WAYNESBURG – The homicide trial for Jason and Lana Roe began Tuesday with a stern reminder from Greene County Assistant District Attorney Linda Chambers.
“This is a very, very serious trial. There was a man who was murdered,” Chambers said.
Jason and Lana Roe are accused of homicide in the Aug. 14, 2012, death of Cordele Edward Patterson, 38, in Wayne Township.
Chambers, along with public defender Harry Cancelmi, who is representing Jason Roe, presented opening statements after a jury of four women and eight men, plus four alternates, was seated. Attorney Michael Bigley, representing Lana Roe, deferred his opening statement until the defense presents its case.
According to President Judge William Nalitz, the jury is self-sequestered, meaning they are not being held in seclusion, and Chambers told the jurors the trial, which resumes today at 9 a.m., is expected to last two weeks with more than 40 witnesses scheduled.
“We might not be able to present them in a nice, neat chronological order. That’s why you have to wait (until testimony concludes),” Chambers said. “All of it is so you can get a full understanding of what happened that day in August when Cordele Patterson was murdered. … Focus on the crimes and what was done, not on other things. Try not to be distracted by information not relevant to the killing of Cordele Patterson.”
Cancelmi countered that the death of Patterson was the result of love, estrangement, friendship and betrayal. Cancelmi added several circumstances in Jason Roe’s life – problems in his parents’ marriage, cocaine use, trouble in his marriage, the loss of a job and what Cancelmi called a “betrayal” by Patterson.
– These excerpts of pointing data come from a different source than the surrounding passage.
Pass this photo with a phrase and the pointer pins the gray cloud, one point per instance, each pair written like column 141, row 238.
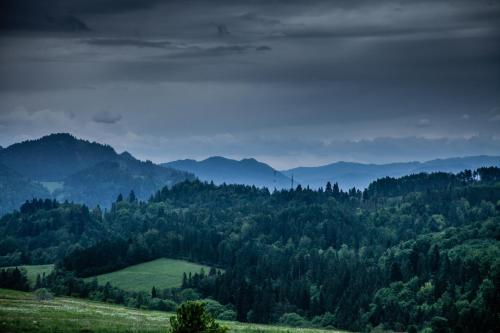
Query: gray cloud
column 351, row 77
column 123, row 42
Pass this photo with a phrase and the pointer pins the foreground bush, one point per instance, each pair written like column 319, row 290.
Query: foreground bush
column 191, row 317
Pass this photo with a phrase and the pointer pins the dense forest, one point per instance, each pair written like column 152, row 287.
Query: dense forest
column 63, row 167
column 421, row 252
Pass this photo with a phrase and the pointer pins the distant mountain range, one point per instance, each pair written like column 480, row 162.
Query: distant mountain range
column 346, row 174
column 360, row 175
column 223, row 170
column 66, row 168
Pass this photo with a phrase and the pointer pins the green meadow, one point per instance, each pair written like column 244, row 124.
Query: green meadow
column 33, row 270
column 161, row 273
column 20, row 312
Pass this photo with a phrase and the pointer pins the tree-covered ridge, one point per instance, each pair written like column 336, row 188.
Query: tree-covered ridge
column 15, row 189
column 426, row 254
column 55, row 156
column 84, row 172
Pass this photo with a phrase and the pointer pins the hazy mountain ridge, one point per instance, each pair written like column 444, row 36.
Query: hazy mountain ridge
column 224, row 170
column 86, row 172
column 359, row 175
column 15, row 189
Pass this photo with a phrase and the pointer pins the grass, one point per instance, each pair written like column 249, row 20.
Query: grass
column 20, row 312
column 160, row 273
column 33, row 270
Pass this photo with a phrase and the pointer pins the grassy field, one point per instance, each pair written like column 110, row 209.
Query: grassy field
column 160, row 273
column 33, row 270
column 20, row 312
According to Cancelmi, Jason Roe and Patterson were both robbed at gunpoint in mid-July 2012, about a month prior to Patterson’s death. Around this same time, Lana Roe filed a protection-from-abuse order against her husband but did not follow through and it expired. After a brief separation, Jason moved back in with Lana in early August 2012. That’s when he noticed his gun collection, a power lawn trimmer and refrigerated food were missing. He wanted to report the “burglary,” but Lana did not. It raised suspicion in Jason Roe, Cancelmi said.
Patterson became a suspect in the burglary and, “whether true or not, that’s what Jason believed at that time,” Cancelmi said.
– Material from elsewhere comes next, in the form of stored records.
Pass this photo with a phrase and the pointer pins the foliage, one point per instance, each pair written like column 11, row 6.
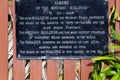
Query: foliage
column 107, row 66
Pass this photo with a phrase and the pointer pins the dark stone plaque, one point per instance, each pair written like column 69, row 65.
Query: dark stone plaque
column 61, row 29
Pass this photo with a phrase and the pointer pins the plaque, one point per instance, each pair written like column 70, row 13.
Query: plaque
column 61, row 29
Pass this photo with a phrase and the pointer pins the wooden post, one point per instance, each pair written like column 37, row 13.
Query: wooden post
column 3, row 40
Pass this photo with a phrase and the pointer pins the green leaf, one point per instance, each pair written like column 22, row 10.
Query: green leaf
column 116, row 76
column 117, row 65
column 110, row 73
column 108, row 68
column 117, row 36
column 103, row 58
column 113, row 15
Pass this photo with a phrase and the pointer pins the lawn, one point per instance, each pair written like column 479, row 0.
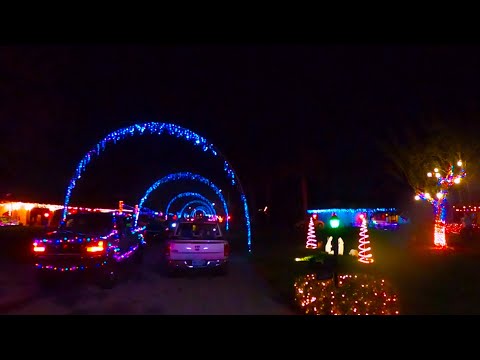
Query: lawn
column 425, row 280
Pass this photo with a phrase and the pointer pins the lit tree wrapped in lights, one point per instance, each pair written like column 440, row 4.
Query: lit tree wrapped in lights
column 443, row 183
column 311, row 236
column 414, row 150
column 364, row 254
According to Cancelmi, retrieving the guns was Jason Roe’s top priority and Patterson made him believe the guns could be retrieved.
On Aug. 13, the day before Patterson was shot, Lana Roe and Patterson traveled together to Waynesburg, Cancelmi told the court. Cancelmi then detailed the defendant’s version of the day of the shooting that included finding more stolen items at Patterson’s residence and a stop at a hardware store in Dry Tavern, where a gun was purchased as a replacement to a stolen gun used for Lana Roe’s personal protection. Patterson was already at the cabin in Spraggs, where the Roes went for shooting practice.
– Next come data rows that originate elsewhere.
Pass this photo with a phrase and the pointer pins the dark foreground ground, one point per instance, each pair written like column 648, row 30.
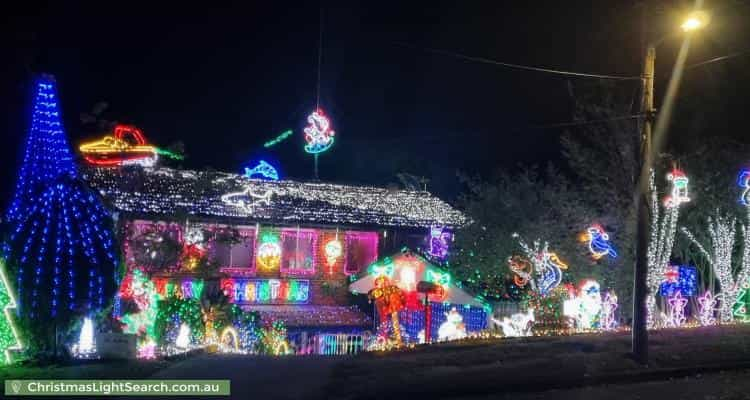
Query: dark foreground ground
column 705, row 363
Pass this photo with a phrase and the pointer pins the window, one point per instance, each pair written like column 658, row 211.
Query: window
column 235, row 255
column 298, row 251
column 361, row 250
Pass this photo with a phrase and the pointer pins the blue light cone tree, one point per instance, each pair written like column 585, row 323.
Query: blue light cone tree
column 60, row 243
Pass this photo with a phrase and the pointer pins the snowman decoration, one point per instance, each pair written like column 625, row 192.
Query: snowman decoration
column 453, row 328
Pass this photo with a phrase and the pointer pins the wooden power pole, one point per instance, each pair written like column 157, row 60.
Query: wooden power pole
column 640, row 289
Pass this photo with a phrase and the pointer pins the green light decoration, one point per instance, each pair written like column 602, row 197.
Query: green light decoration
column 169, row 154
column 278, row 139
column 740, row 309
column 9, row 339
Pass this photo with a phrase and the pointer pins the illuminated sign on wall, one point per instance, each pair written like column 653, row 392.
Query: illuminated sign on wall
column 268, row 291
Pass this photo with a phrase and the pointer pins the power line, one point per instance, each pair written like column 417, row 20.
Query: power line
column 713, row 60
column 516, row 66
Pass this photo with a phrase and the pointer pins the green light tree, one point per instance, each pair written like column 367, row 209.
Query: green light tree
column 9, row 340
The Roes went from Dry Tavern to the cabin in Spraggs.
“That’s when these two storms collide,” Cancelmi said. “The night before, Lana is in Waynesburg with Cordele, his friend, his friend who deceived him, in the same location. Jason sees Cordele behind her. What’s going on? Is there some sort of relationship between Cordele and Lana?”
Cancelmi said Jason Roe, who has difficulty hearing, shoots from a distance.
“He’s not shooting to kill and doesn’t kill. He hits his wife,” Cancelmi said. “She doesn’t know what’s going on with Jason and runs to the Jeep. Cordele goes to the cabin.”
After supposedly hearing a gun shot, Jason Roe entered the cabin, believed he saw something and fired at Patterson, according to Cancelmi.
“The question is what is in the windmills of Jason’s mind when these two storms of love, friendship and deceit collide and there is action,” Cancelmi said. “In the commonwealth’s opening statement, (Chambers) said this is a murder. I don’t think that’s an appropriate word. This is a crime of passion and conflict, (about) what was seen and what was present in the storms in Jason’s mind.”